Xian-Ling-Gu-Bao capsule (XLGB) has been proven to prevent and treat osteoporosis. However, as a long-term oral formula, XLGB's effects on the metabolic capacity, structure and function of gut microbiota have yet to be elucidated in ovariectomized (OVX) rats. Our objectives were to evaluate the capacity of gut microbiota for metabolizing XLGB ingredients and to assess the effect of this prescription on gut microbiota. Herein, an integrated analysis that combined ultrahigh-performance liquid chromatography coupled with quadrupole time-of-flight mass spectrometry (UPLC-Q-TOF-MS) and ultrahigh-performance liquid chromatography tandem triple quadrupole mass spectrometry (UPLC-TQD-MS) was conducted to determine the metabolic capacity of gut microbiota. The effects of XLGB on gut microbiota were explored by metagenomic sequencing in OVX rats. Fecal samples from each group were collected after intragastric administration for three months. In total, 64 biotransformation products were fully characterized with rat gut microbiota from the OVX group and the XLGB group. The deglycosylation reaction was the main biotransformation pathway in core structures in the group that was incubated with XLGB. Compared with the OVX group, different biotransformation products and pathways of the XLGB group after incubation for 2 h and 8 h were described. After three months of feeding with XLGB, the domesticated gut microbiota was conducive to the production of active absorbed components via deglycosylation, such as icaritin, psoralen and isopsoralen. Comparisons of the gut microbiota of the OVX and XLGB groups showed differences in the relative abundances of the two dominant bacterial divisions, namely, Firmicutes and Bacteroidetes. The proportion of Firmicutes was significantly lower and that of Bacteroidetes was significantly higher in the XLGB group. This result demonstrated that XLGB could provide a basis for the treatment of osteoporosis by regulating lipid and bile acid metabolism. In addition, the increase in Lactobacillus, Bacteroides and Prevotella could be an important factor that led to easier production of active absorbed aglycones in the XLGB group. Our observation provided further evidence of the importance of gut microbiota in the metabolism and potential activity of XLGB.

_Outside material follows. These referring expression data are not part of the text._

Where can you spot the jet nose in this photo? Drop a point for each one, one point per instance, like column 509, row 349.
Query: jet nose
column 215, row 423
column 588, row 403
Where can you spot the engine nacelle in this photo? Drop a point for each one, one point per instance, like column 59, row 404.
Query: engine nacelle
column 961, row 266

仙灵骨葆胶囊(XLGB)已被证明可预防和治疗骨质疏松症。然而,作为一种长期口服配方,其对去卵巢(OVX)大鼠肠道微生物群的代谢能力、结构和功能的影响尚未阐明。我们的目标是评估肠道微生物群代谢 XLGB 成分的能力,并评估该处方对肠道微生物群的影响。在此,我们采用超高效液相色谱与四级杆飞行时间质谱联用(UPLC-Q-TOF-MS)和超高效液相色谱串联三重四极杆质谱联用(UPLC-TQD-MS)的综合分析方法来确定肠道微生物群的代谢能力。通过 OVX 大鼠的宏基因组测序来研究 XLGB 对肠道微生物群的影响。每组大鼠经灌胃给药 3 个月后收集粪便样本。共对 OVX 组和 XLGB 组大鼠肠道微生物群的 64 种生物转化产物进行了全面表征。与 OVX 组相比,孵育 2 h 和 8 h 后,XLGB 组的不同生物转化产物和途径得到了描述。经过 3 个月的 XLGB 喂养,驯化的肠道微生物群有利于通过去糖基化产生具有活性的吸收成分,如淫羊藿苷、补骨脂素和异补骨脂素。OVX 组和 XLGB 组肠道微生物群的比较显示,两个主要细菌分区的相对丰度存在差异,即厚壁菌门和拟杆菌门。XLGB 组的厚壁菌门比例显著降低,拟杆菌门比例显著升高。这一结果表明,XLGB 可以通过调节脂质和胆汁酸代谢为骨质疏松症的治疗提供依据。此外,乳杆菌、拟杆菌和普雷沃氏菌的增加可能是 XLGB 组更容易产生具有活性的吸收苷元的重要因素。我们的观察结果进一步证明了肠道微生物群在 XLGB 代谢和潜在活性中的重要性。